I have a need to encode/decode hex characters without using the standard library's built-in utilities (for performance - I'm working on the level of a single, known-to-be-ASCII character as a UInt8
, rather than a full-blown UTF8 String
). The generally-accepted fastest way to do this is using a lookup table, like this:
/// Returns the ASCII value corresponding to the low nibble of `number`, encoded as hex.
func ascii_getHexDigit(_ number: UInt8) -> UInt8 {
let table: StaticString = "0123456789ABCDEF"
return table.withUTF8Buffer { table in
table[Int(number & 0x0F)]
}
}
/// Returns the numerical value of a hex digit, or 99 if the character is not a hex digit.
func ascii_parseHexDigit(ascii: UInt8) -> UInt8 {
let (index, underflow) = ascii.subtractingReportingOverflow(0x30)
guard underflow == false else { return 99 }
let table = [
0, 1, 2, 3, 4, 5, 6, 7, 8, 9, // numbers 0-9
99, 99, 99, 99, 99, 99, 99, // 7 invalid chars from ':' to '@'
10, 11, 12, 13, 14, 15, // uppercase A-F
99, 99, 99, 99, 99, 99, 99, 99, 99, 99, 99, 99, 99, 99, 99, 99, 99, 99, 99, 99, // 20 invalid chars G-Z
99, 99, 99, 99, 99, 99, // 6 invalid chars from '[' to '`'
10, 11, 12, 13, 14, 15, // lowercase a-f
99 as UInt8 // for type inference
]
guard index < table.count else { return 99 }
return table[Int(index)]
}
I really need to micro-optimise this code as part of a parser I'm building. For the StaticString
case, this looks good. The produced assembly is basically optimal:
output.ascii_getHexDigit(Swift.UInt8) -> Swift.UInt8:
push rbp
mov rbp, rsp
and edi, 15
lea rax, [rip + .L__unnamed_1]
mov al, byte ptr [rdi + rax]
pop rbp
ret
However, for the second case (a let
array of bytes), the result isn't so amazing. There are 4 runtime calls, including retain/release:
output.ascii_parseHexDigit(ascii: Swift.UInt8) -> Swift.UInt8:
push rbp
mov rbp, rsp
push r15
push r14
push rbx
push rax
mov ebx, edi
mov r15b, 99
sub bl, 48
jb .LBB2_4
lea rdi, [rip + (demangling cache variable for type metadata for Swift._ContiguousArrayStorage<Swift.UInt8>)]

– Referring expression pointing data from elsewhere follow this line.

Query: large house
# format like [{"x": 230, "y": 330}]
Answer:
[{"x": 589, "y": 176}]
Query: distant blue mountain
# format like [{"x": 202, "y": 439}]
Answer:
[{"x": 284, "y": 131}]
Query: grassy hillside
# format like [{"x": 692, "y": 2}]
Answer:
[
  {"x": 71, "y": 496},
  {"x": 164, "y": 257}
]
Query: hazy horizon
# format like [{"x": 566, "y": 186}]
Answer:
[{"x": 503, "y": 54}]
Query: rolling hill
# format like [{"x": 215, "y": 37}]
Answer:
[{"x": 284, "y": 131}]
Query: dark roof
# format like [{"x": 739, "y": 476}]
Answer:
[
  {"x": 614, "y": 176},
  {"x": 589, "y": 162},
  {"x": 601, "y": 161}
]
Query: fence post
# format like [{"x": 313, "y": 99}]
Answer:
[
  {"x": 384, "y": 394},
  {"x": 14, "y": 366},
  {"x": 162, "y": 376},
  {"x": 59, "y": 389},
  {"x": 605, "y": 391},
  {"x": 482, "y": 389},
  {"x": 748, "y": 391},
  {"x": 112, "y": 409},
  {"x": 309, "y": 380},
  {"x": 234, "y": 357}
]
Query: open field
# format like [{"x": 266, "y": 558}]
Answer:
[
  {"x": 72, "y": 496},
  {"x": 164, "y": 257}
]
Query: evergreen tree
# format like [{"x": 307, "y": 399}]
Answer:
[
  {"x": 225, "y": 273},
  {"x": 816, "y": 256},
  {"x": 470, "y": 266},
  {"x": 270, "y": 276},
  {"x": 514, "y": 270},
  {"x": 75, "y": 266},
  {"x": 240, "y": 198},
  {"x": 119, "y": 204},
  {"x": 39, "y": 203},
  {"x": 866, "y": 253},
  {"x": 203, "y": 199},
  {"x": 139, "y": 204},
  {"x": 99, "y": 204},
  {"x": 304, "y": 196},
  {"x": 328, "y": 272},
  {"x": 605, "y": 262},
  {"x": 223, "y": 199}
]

call __swift_instantiateConcreteTypeFromMangledName
lea rsi, [rip + (outlined variable #0 of output.ascii_parseHexDigit(ascii: Swift.UInt8) -> Swift.UInt8)+8]
mov rdi, rax
call swift_initStaticObject@PLT
mov r14, rax
mov rdi, rax
call swift_retain@PLT
mov r15b, 99
cmp bl, 55
ja .LBB2_3
movzx eax, bl
mov r15b, byte ptr [r14 + rax + 32]
.LBB2_3:
mov rdi, r14
call swift_release@PLT
.LBB2_4:
mov eax, r15d
add rsp, 8
pop rbx
pop r14
pop r15
pop rbp
ret
I've tried rewriting this as a tuple, but that also isn't amazing. It avoids the runtime calls, which is nice, but since tuples don't have subscript operations, I need to use pointers and offsets to access the elements. Unfortunately, this means copying the tuple to a temporary inside the function (see Godbolt link).
Does anybody know the optimal way to create a numerical lookup table in Swift? What I'd like is something that results in essentially the same assembly as the StaticString
example. I could encode the table as a String, but that just seems kind of ridiculous.